Subject: bin/21123: UFS2 newfs(8) mismatch with disklabel(5)
To: None <gnats-bugs@gnats.netbsd.org>
From: None <lukem@netbsd.org>
List: netbsd-bugs
Date: 04/14/2003 00:59:39
>Number: 21123
>Category: bin
>Synopsis: UFS2 newfs(8) mismatch with disklabel(5)
>Confidential: no
>Severity: critical
>Priority: high
>Responsible: bin-bug-people
>State: open
>Class: sw-bug
>Submitter-Id: net
>Arrival-Date: Sun Apr 13 08:00:00 PDT 2003
>Closed-Date:
>Last-Modified:
>Originator: Luke Mewburn
>Release: NetBSD 1.6Q
>Organization:
The NetBSD Foundation
>Environment:
System: NetBSD argo.mewburn.net 1.6Q NetBSD 1.6Q (ARGO from GENERIC-$Revision: 1.546 $) #0: Wed Apr 2 09:17:18 EST 2003 lukem@argo.mewburn.net:/var/obj/i386/usr/src/sys/arch/i386/compile/ARGO i386
Architecture: i386
Machine: i386
>Description:
Before newfs was modified to support UFS2 in mkfs.c rev 1.68,
the partition table's "p_cpg" field was set to the calculated
sblock.fs_cpg field.
In mkfs.c 1.68, UFS2 support was added, and the code was
significantly changed. newfs now sets the partition's p_cpg
field to the sblock.fs_fpg. (Note: _f_pg, not _c_pg).
The problem is that (struct fs).fs_fpg is an int32_t, and
(struct partition).p_cpg is an int16_t, and the former can
often contain values that won't fit in the latter. This
means that the disklabel may now contain a "cpg" [*] field
which is different to the "fpg" field which dumpfs will
report for the file system.
This is immensely confusing, especially in light of the recent
lossage that many people have had since the UFS2 import...
[*] which is mislabelled and should now be "fpg"
>How-To-Repeat:
Modify newfs to print out the fs_fpg and p_cpg fields at the
end of mkfs.c::mkfs(). I used:
printf("sblock.fs_fpg %d (%d), pp->p_cpg %d (%d)\n",
sblock.fs_fpg, sizeof(sblock.fs_fpg),
pp->p_cpg, sizeof(pp->p_cpg));
Run:
newfs -b 16k -f 2k -i 16k -s 2g -F /var/tmp/image
/var/tmp/image: 2048.0MB (4194304 sectors) block size 16384, fragment size 2048
using 11 cylinder groups of 202.12MB, 12936 blks, 13056 inodes.

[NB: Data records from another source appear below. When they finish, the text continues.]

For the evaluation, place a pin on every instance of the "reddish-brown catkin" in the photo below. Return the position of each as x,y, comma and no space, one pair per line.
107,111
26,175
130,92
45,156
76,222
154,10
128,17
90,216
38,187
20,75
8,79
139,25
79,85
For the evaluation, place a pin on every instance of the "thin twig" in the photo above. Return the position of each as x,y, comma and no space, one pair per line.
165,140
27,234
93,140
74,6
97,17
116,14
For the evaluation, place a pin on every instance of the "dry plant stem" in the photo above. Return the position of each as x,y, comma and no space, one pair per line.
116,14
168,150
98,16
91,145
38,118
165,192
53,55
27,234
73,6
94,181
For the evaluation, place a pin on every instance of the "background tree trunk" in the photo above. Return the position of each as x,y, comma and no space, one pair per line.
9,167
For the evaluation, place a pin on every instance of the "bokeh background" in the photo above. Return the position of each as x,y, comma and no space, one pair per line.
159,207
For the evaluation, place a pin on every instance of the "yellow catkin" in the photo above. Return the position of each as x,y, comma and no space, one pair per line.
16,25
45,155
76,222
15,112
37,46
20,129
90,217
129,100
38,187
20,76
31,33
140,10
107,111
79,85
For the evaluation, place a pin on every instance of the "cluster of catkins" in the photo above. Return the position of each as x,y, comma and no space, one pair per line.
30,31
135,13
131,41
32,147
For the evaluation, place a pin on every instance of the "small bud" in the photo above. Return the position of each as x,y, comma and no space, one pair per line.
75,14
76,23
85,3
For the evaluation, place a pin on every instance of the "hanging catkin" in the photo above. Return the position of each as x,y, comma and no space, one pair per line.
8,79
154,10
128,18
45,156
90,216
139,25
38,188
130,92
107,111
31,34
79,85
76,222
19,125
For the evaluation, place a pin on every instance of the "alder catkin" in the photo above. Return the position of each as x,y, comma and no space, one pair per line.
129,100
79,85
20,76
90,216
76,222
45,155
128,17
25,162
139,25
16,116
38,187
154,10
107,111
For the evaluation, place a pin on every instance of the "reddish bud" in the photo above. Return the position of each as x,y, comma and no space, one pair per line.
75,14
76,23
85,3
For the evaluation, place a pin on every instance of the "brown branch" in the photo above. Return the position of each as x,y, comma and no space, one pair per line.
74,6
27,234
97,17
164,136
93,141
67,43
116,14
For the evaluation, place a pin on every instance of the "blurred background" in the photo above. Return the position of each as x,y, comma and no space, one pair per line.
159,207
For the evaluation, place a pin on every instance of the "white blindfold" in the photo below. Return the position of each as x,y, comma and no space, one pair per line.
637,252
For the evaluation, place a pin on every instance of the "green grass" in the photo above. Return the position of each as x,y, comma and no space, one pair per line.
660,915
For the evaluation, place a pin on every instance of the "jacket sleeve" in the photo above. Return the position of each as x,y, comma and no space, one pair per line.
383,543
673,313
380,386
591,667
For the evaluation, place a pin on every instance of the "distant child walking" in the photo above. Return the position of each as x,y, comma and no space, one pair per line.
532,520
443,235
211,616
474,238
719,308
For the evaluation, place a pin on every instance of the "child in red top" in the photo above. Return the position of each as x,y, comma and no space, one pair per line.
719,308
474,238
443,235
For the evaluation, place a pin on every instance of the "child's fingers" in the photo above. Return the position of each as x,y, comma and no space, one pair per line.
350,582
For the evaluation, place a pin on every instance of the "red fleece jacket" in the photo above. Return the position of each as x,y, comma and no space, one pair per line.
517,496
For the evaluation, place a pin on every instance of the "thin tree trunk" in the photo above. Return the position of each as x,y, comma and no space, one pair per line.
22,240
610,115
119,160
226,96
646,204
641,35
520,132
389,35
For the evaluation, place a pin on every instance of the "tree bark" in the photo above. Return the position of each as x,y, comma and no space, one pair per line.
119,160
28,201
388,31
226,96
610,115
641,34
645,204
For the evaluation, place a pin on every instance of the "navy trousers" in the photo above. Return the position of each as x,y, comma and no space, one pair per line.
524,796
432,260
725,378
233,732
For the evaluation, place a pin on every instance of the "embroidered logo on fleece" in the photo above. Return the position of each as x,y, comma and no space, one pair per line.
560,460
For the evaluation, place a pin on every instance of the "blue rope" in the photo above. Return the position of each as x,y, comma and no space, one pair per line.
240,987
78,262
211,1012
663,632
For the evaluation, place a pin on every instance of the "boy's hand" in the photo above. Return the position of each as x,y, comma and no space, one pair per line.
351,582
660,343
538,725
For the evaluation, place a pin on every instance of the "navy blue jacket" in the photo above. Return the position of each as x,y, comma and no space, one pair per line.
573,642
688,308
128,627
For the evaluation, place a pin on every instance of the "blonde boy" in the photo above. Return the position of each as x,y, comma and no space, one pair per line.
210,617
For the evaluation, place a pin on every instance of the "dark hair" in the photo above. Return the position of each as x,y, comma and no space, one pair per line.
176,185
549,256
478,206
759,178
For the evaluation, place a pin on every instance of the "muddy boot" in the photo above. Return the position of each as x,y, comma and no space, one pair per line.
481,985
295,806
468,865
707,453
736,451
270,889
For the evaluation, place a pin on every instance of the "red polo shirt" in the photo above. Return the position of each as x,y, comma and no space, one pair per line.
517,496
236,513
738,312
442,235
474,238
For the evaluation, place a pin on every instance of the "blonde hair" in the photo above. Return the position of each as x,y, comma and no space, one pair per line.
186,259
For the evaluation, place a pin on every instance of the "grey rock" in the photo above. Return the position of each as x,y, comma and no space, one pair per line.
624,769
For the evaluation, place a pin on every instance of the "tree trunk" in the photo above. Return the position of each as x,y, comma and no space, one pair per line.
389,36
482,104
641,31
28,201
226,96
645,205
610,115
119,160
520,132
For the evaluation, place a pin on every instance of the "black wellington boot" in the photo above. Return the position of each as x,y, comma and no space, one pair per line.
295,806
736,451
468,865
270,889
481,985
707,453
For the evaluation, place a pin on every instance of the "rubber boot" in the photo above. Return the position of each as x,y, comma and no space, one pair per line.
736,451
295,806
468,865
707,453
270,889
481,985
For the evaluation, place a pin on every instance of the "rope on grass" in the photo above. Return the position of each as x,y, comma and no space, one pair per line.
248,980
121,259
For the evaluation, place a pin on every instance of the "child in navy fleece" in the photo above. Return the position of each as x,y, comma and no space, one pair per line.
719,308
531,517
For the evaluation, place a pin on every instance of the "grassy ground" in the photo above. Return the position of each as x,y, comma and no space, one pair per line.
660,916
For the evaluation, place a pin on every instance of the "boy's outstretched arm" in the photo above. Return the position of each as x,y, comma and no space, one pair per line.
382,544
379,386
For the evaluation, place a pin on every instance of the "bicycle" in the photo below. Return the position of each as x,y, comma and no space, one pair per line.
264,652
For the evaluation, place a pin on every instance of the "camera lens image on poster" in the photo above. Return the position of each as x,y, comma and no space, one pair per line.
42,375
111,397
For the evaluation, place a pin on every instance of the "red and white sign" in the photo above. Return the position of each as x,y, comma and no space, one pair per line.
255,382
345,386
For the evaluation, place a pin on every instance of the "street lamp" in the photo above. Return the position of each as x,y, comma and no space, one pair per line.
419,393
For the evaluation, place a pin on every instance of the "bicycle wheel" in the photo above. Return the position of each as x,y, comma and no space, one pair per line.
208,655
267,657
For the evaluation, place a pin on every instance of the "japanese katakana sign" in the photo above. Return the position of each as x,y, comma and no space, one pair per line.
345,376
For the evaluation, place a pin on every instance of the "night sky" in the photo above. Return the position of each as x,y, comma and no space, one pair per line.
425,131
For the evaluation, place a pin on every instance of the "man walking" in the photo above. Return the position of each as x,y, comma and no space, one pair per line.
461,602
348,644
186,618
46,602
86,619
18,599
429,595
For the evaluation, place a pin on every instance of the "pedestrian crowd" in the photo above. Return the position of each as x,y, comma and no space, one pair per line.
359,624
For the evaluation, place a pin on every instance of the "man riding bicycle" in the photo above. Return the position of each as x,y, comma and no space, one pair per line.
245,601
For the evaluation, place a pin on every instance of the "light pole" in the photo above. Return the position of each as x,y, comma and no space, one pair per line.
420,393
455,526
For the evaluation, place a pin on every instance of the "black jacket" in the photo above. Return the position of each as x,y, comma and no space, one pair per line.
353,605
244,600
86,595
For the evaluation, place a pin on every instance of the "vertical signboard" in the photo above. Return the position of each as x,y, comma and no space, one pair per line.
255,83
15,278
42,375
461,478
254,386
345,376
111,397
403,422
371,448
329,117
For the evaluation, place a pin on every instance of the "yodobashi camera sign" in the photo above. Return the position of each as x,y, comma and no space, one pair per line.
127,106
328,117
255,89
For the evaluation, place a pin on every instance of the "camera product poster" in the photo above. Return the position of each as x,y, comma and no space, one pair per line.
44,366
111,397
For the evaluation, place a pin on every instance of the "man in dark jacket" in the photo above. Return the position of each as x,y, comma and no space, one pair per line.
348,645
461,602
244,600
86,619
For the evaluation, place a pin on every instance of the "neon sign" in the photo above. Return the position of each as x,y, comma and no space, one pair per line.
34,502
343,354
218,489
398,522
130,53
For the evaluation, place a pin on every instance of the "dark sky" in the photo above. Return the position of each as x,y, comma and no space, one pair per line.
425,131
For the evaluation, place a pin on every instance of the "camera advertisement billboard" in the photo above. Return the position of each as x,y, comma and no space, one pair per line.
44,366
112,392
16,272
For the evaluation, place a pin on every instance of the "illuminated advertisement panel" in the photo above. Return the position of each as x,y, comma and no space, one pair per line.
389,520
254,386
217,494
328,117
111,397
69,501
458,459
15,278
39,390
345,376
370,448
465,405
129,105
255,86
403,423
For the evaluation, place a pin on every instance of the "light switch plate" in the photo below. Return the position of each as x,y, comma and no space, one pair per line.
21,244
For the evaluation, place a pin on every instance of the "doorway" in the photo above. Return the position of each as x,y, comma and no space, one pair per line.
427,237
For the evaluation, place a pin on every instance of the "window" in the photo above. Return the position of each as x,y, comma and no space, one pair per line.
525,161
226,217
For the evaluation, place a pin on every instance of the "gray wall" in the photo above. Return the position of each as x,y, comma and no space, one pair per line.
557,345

super-block backups (for fsck -b #) at:
32, 413984, 827936, 1241888, 1655840, 2069792, 2483744, 2897696,
3311648, 3725600, 4139552,
sblock.fs_fpg 103488 (4), pp->p_cpg 37952 (2)
Run dumpfs on the image and notice that fpg is 103488.
If you'd done this on a real disk, the partition entry
would have a cpg field of 37952.
>Fix:
No idea.
[ I can't easily find any documentation about why the
(struct partition).p_cpg was changed from storing the
(now obsolete) fs_old_cpg field to the fs_fpg field.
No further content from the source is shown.